This repository provides a streamlined solution for performing patent similarity searches by leveraging the capabilities of Language Learning Models (LLMs) and Retrieval-Augmented Generation (RAG). The application integrates advanced tools such as Google Patent Database, DuckDuckGo search, and cutting-edge models like Google's Gemini (via Generative AI API) to generate keywords, build queries, and parse results efficiently.
- Keyword Generation: Generate relevant and diverse keywords for patent searches.
- Query Optimization: Create advanced search queries using Boolean and proximity operators for maximum recall and precision.
- Web Search Integration: Seamlessly search patent data from Google Patents using DuckDuckGo API.
- Result Parsing: Extract, parse, and display search results in a user-friendly DataFrame.
- Streamlit App: A professional, interactive web application for patent similarity searches, inspired by Google Patents' interface.
Clone the repository:
git clone https://github.com/hissain/llm_patent_search.git
cd llm_patent_search
Install the required dependencies:
langchain==0.0.213
duckduckgo-search==0.5
streamlit==1.24.0
pandas==2.1.0
openai==0.27.0
google-cloud==3.0.0
langchain-google-genai==0.0.1
requests==2.28.1
Google Gemini API: Add your Google Gemini API key as an environment variable GEMINI_API_KEY.
streamlit run app.py
- Open the Streamlit app.
- Enter your patent description in the provided text area.
- View auto-generated keywords, queries, and search results.
- Analyze the search results in a clean and structured interface.
llm_patent_search
├── app.py # Streamlit app entry point with logics
├── prompts.py # Prompttemplates for keyword and query
└── README.md # Project documentation
└── requirements.txt # Project requirements for python modules (use with `pip install -r requirements.txt`)
This tool is designed for informational purposes only. It is not intended to replace professional patent searches or legal consultations. While the system uses advanced models and APIs to ensure the relevance of search results, the outputs may not always be exhaustive or accurate. The system relies on public search APIs like DuckDuckGo and Google Patents. Any restrictions or inaccuracies in these APIs will affect the results. Ensure compliance with local regulations and ethical considerations while using this tool. Do not misuse it for infringing upon intellectual property rights.

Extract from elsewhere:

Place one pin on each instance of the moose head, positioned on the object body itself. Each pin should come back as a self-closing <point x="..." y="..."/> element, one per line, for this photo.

Using APIs such as DuckDuckGo or Google Gemini may be subject to rate limits or usage restrictions based on their respective policies.
- Integration with Semantic Scholar for academic references.
- Enhanced LLM fine-tuning for industry-specific searches.
- Real-time result clustering and visualization.
This project is licensed under the MIT License. See the LICENSE file for details.
- LangChain for providing robust tools for RAG workflows.
- DuckDuckGo and Google Search API for seamless web search integration.
- Google Gemini API for state-of-the-art LLM capabilities.
Feel free to customize it further to reflect specific nuances of your project.